9x+5greater than or equal to -40 or 7x+3greater than or equal to -11

solve and graph

I got the answer of x greater than or equal -5 or x is greater than or equal to -2 as the solution to this equations, but how do i put this into a soltuion set the way that they want it set up is {x|x greather than or equal to __________}
How do i fill in this blank when i have two different answers

To solve and graph the inequalities, let's solve each inequality individually.

1. 9x + 5 >= -40:
Subtract 5 from both sides:
9x >= -40 - 5
9x >= -45
Divide both sides by 9 (since the coefficient of x is 9, we divide both sides by 9 to isolate x):
x >= -45/9
x >= -5

2. 7x + 3 >= -11:
Subtract 3 from both sides:
7x >= -11 - 3
7x >= -14
Divide both sides by 7 (since the coefficient of x is 7, we divide both sides by 7 to isolate x):
x >= -14/7
x >= -2

Now that we have the solutions for both inequalities, we need to find the intersection of the two solution sets.
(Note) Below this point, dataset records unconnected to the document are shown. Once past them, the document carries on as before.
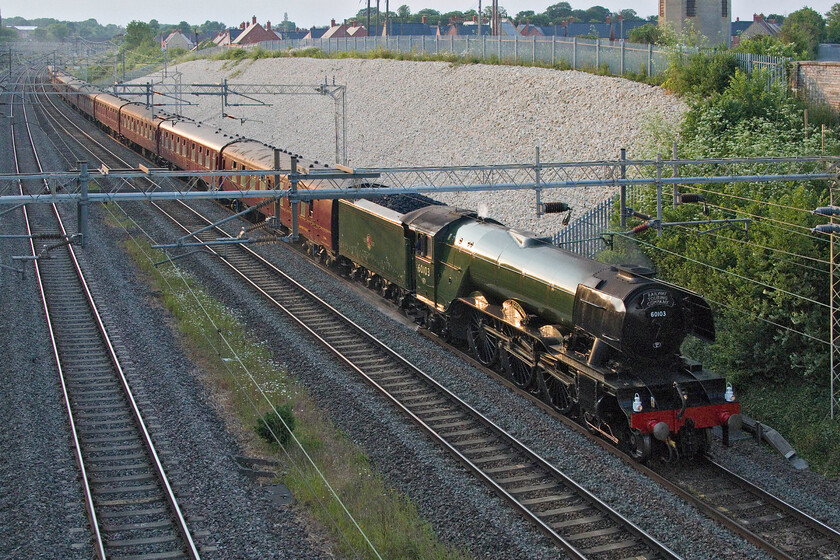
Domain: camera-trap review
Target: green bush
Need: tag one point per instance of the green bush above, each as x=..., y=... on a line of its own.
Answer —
x=700, y=74
x=277, y=425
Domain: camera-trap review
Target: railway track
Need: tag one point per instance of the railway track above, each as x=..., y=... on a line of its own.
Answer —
x=132, y=509
x=771, y=524
x=782, y=531
x=576, y=520
x=766, y=521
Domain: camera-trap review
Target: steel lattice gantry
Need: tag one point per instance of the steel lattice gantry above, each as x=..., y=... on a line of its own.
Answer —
x=251, y=94
x=346, y=183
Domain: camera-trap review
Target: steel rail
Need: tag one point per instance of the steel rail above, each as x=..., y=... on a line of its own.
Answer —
x=98, y=542
x=668, y=481
x=657, y=548
x=169, y=494
x=526, y=512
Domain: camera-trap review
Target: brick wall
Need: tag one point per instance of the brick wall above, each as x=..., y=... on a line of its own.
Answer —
x=817, y=81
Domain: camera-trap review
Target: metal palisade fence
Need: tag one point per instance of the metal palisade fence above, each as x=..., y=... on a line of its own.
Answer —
x=584, y=235
x=614, y=57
Since both inequalities have the "greater than or equal to" symbol, the common solution set is the set of values that satisfy both conditions.

In this case, the common solution set is x >= -2.

This means that any value of x that is greater than or equal to -2 will satisfy both inequalities.

To write it in the solution set notation {x | x >= ________}, you can fill in the blank with -2:

{x | x >= -2}

To find the solution set in the desired format, you need to determine the common interval where both inequalities hold true.

The first inequality is 9x + 5 ≥ -40, which can be rewritten as:

9x ≥ -45
x ≥ -45/9
x ≥ -5

The second inequality is 7x + 3 ≥ -11, which can be rewritten as:

7x ≥ -14
x ≥ -14/7
x ≥ -2

To find the intersection of these two intervals, we need to find the larger value between -5 and -2. In this case, the larger value is -2.

Therefore, the solution set is {x | x ≥ -2}.